Over the years, we’ve removed the technical obstacles one-by-one, e.g. introduced per-monitor framebuffers. One of the last obstacles was the display configuration API that mutter exposes to the control-center display panel, which was closely modeled on XRANDR, and not suitable for per-monitor and non-integer scales. In the last cycle, we introduced a new, more suitable monitor configuration API, and the necessary support for it has just landed in the display panel.
With this, all of the hurdles have been cleared away, and we are finally ready to get serious about fractional scaling!
Yes, a hackfest!
Jonas and Marco happen to both be in Taipei in early June, so what better to do than to get together and spend some days hacking on fractional scaling support:
https://wiki.gnome.org/Hackfests/FractionalScaling2017
If you are a compositor developer (or plan on becoming one), or just generally interested in helping with this work, and are in the area, please check out the date and location by following the link. And, yes, this is a bit last-minute, but we still wanted to give others a chance to participate.

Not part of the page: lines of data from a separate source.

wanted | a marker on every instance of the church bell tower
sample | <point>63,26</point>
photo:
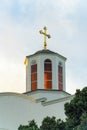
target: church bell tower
<point>45,69</point>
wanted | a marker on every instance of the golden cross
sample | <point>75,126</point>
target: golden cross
<point>45,35</point>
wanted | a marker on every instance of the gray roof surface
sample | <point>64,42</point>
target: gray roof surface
<point>46,52</point>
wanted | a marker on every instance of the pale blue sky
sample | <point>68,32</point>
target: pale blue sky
<point>20,22</point>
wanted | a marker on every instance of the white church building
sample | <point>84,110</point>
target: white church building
<point>45,91</point>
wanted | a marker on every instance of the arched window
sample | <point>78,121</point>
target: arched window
<point>47,74</point>
<point>60,77</point>
<point>34,77</point>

This is awesome news! Looking forward to it.
Does having per-monitor framebuffers imply in the future connecting/disconnecting an external screen/projector will no longer cause the internal laptop screen to flicker?
Taiwan #1. Also, fantastic work, looking forward to setting your progress.
Finally can use my 4k monitors on gnome once this lands!
This is great news! Thank you so much! Is this something we could expect for gnome 3.26?
Hi,
Welcome to Taipei!
I don’t think I am able to help directly with this, but for the GTK+ regard on Windows when I was working on the HiDPI support for Windows we currently need to use a system (rather than per-monitor) DPI awareness scheme from the system, and Windows will scale the window automatically according to the scale that is deduced from the monitor where the majority of the window is on (unless of course, the scale is set using GDK_SCALE, where it will be fixed as a result)
Definitely looking forward to fractional scaling support and per-monitor DPI scaling, and perhaps we can go to use per-monitor DPI awareness scheme on Windows.
Amazing news. So much could be done to ease mixed dpi display setups. Switching between the seperate with spaces with external monitors for my laptop is such a big chore with managing xrandr scripts under x sessions.
On an adjacent feature, is there anything in this related to wargame display Resolution querying, in cases like games on windowed mode, they fail to get anything other than the full 4k Resolution in their options on my current setup. The internal game settings dialogue seems to need to be offered a list of possible windowed resolutions you can sent, and Wayland doesn’t offer anything other than full display dimensions to whatever it queries.
In terms of fractional scaling, I don’t know how that will be affected by this same query either.
How will you handle fractional scaling on Wayland which only allows integer scaling?
At first, by upscaling in the client, and downscaling in the compositor. But there’s also some idea of doing a Wayland protocol extension.